Isabel Hardman Isabel Hardman

The rise of private healthcare could finish off the NHS

A private hospital in 1962 (Getty Images)

The number of Britons turning to private healthcare has risen by a third since the pandemic. The figures from the Private Healthcare Information Network aren’t a surprise: they show that there were more ‘self-pay’ admissions for treatment in 2022 than in any other year the organisation has data for.

If long waiting lists remain, then a two-tier healthcare system will become normalised

In all, 272,000 people paid for their own treatment (rather than having it financed by insurance). The top four procedures that people either forked out for themselves or had insurance cover were cataract surgery (76,000), chemotherapy (66,000), diagnostic upper GI endoscopies (38,000) and diagnostic bowel colonoscopies (31,000), while musculoskeletal problems saw the biggest increases in patients: private hip replacements were up 76 per cent, knee replacements 64 per cent and inguinal hernia repairs rose by 56 per cent.

For self-pay patients, the increases were even steeper: hip replacements rose by 171 per cent, knee replacements by 150 per cent and inguinal hernia repair by 131 per cent. These problems tend to have particularly long waiting lists and also impact patients’ ability to continue in their jobs and enjoy their lives, which explains why they might be particularly keen to pay upfront for the operation.
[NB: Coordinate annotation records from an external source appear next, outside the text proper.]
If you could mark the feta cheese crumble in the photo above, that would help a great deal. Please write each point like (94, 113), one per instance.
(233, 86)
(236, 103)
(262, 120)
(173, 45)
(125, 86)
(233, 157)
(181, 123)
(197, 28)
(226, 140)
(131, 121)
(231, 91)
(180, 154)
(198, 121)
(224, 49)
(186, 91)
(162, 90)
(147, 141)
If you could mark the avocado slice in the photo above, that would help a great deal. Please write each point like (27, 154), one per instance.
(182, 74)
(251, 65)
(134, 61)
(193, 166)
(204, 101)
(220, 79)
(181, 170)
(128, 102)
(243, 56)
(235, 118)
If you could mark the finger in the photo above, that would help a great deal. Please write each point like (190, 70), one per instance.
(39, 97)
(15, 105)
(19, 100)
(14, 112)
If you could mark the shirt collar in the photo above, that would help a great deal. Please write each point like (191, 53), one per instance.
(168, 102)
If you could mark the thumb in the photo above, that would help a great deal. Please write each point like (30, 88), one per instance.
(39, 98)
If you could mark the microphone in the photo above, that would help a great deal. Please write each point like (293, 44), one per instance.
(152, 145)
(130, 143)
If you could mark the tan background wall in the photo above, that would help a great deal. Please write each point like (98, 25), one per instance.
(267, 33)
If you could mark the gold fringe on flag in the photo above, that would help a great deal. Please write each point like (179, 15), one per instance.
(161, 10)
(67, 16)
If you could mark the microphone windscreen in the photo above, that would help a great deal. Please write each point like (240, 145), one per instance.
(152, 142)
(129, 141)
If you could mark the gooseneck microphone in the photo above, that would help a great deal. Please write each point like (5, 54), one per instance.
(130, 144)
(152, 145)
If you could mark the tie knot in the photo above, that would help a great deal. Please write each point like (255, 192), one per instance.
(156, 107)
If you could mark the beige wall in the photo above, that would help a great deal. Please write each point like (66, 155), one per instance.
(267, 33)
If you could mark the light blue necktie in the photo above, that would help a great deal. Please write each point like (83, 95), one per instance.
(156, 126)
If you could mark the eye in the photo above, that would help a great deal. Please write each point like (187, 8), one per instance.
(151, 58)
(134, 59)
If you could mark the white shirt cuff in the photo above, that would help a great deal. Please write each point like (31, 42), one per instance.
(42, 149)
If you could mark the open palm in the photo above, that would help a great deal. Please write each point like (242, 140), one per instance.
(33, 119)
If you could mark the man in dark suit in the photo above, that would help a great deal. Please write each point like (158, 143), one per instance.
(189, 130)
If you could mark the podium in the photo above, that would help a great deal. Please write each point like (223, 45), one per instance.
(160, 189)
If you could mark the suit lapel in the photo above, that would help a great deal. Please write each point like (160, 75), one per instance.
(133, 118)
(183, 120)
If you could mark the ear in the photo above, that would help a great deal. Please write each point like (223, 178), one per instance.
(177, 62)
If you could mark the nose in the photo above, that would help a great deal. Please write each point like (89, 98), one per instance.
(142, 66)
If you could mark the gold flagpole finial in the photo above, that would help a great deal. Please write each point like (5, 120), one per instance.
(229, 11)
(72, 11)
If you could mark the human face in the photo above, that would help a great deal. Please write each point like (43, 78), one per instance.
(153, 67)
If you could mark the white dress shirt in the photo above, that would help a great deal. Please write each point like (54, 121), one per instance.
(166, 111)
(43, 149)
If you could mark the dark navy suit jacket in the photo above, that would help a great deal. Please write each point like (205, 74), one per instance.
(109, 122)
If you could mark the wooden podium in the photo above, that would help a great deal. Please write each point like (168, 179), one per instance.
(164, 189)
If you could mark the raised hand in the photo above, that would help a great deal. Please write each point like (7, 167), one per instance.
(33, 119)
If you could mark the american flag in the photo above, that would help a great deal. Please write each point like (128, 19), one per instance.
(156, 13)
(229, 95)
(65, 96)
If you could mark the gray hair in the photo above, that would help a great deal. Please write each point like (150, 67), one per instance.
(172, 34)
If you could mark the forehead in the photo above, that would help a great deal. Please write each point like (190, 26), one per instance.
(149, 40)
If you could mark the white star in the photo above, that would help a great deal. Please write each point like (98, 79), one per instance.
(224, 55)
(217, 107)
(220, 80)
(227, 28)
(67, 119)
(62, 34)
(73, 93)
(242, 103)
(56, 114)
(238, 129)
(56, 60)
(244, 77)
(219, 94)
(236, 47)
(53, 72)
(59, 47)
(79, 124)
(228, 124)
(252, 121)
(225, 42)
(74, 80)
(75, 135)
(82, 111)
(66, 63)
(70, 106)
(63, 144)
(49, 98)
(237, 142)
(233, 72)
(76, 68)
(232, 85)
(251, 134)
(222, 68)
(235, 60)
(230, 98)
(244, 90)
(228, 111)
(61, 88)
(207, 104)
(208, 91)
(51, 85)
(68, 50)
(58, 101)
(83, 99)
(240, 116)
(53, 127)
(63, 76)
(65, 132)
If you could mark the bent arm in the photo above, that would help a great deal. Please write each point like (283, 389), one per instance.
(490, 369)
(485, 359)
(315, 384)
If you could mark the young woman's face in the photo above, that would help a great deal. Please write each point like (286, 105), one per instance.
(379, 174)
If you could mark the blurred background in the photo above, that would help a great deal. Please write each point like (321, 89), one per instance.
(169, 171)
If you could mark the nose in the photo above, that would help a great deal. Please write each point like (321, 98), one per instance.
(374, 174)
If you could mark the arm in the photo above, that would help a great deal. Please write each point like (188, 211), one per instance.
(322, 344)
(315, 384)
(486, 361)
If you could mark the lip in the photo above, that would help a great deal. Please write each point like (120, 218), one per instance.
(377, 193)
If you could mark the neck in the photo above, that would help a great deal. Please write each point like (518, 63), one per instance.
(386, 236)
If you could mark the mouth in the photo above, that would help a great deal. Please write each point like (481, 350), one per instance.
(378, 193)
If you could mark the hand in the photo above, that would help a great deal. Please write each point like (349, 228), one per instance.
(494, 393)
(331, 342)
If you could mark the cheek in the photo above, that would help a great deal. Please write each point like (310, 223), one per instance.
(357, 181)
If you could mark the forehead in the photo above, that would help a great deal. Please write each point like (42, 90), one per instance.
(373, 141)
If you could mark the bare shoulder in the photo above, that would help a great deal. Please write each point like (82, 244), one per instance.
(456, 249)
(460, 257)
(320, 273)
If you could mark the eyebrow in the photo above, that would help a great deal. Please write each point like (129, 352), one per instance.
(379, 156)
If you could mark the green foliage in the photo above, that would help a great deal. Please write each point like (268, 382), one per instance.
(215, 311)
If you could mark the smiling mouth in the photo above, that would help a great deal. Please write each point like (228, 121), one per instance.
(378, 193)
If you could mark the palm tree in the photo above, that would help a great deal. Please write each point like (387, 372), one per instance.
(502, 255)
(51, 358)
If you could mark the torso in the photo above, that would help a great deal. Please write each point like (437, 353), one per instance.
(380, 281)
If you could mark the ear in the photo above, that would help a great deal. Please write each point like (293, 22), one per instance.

This is a consequence of the length of NHS waiting lists and waits. Some might argue that anyone who can exit those waiting lists is doing those behind them a favour: that was certainly the position that the Thatcher government took in the 1980s, and is something that some Conservative backbenchers still argue today. There are a number of political problems with this, though. The first is that patients are often still very committed to the principles of the NHS and end up blaming the politicians in power rather than the health service for their reliance on the private sector. Rishi Sunak is well aware of that, which is why he has made driving down NHS waiting lists one of his five priorities. The second problem is that if long waiting lists remain, then a two-tier healthcare system will become normalised. This is neither fair to the people who can’t afford to skip the queue nor is it sustainable, because the consent of the middle classes for a taxpayer-funded health service has always been key to the survival of the NHS. If too many patients feel they are paying twice for healthcare, then the house of cards starts to fall down.